Settings.json configuration
All hooks and preferences live in .claude/settings.json in your project root. The file has a clean JSON structure with sections for hooks, permissions, and preferences. A typical settings.json looks like this: the hooks section contains an array for each hook type (PreToolUse, PostToolUse, Notification, Stop). Each hook entry has a matcher object (specifying which tool and optionally a file path pattern) and a command string. The permissions section controls which tools are allowed, denied, or require approval. You can allowlist tools like Read and Glob while requiring approval for Bash and Write. This gives you fine-grained control over what Claude Code can do autonomously versus what needs your explicit approval. Settings cascade: user-level settings in ~/.claude/settings.json apply everywhere, project-level settings in .claude/settings.json override for that project, and directory-level settings can further specialise. This means your personal preferences travel with you, but each project can enforce its own rules. Teams should commit .claude/settings.json to version control so everyone shares the same hooks and permission configuration.
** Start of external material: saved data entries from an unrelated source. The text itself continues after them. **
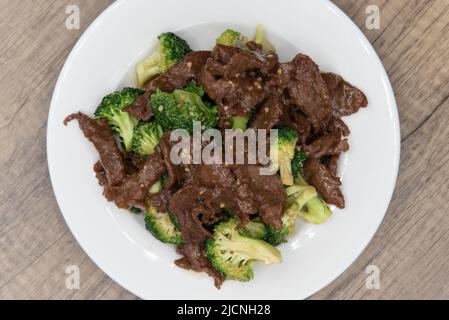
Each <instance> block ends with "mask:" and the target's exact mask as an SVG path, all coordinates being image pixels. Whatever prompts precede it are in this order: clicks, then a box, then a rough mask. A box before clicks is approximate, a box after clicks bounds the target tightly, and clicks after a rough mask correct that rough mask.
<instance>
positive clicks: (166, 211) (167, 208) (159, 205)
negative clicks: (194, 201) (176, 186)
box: [145, 189, 172, 212]
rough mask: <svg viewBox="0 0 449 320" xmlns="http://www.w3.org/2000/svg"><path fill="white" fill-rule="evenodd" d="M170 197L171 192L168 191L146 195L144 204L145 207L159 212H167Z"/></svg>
mask: <svg viewBox="0 0 449 320" xmlns="http://www.w3.org/2000/svg"><path fill="white" fill-rule="evenodd" d="M171 197H172V191H171V190H168V189H162V190H161V191H160V192H158V193H155V194H148V195H147V197H146V199H145V203H146V204H147V205H151V206H154V207H156V208H158V209H159V210H160V211H161V212H168V211H169V210H170V208H169V204H170V199H171Z"/></svg>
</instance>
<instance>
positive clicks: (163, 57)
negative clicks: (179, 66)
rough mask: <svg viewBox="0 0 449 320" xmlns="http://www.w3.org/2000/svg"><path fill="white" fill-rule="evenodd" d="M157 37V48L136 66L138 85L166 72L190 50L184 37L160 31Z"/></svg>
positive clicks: (178, 61) (172, 33)
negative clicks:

Building a personal workflow with hooks and commands
The real power comes from combining hooks and commands into a cohesive workflow. Here is a practical setup for a TypeScript project. First, create a PostToolUse hook that auto-formats every file Claude Code writes with Prettier and ESLint. Second, create a PostToolUse hook on Bash that runs affected tests when source files change. Third, create custom commands: /pr for generating a pull request description from staged changes, /changelog for appending to CHANGELOG.md based on recent commits, /security for scanning a file for common vulnerabilities, and /explain for generating a plain-English explanation of a complex function. Fourth, set up a Notification hook that pings you on Slack when Claude Code finishes any task taking more than 30 seconds. The workflow then becomes: you give Claude Code a task, it works autonomously with auto-formatting and auto-testing, you get a Slack ping when it is done, you review the changes, and you use /pr to generate the pull request. This is not hypothetical — this is how productive Claude Code users actually work. The upfront investment in hooks and commands pays for itself within a week.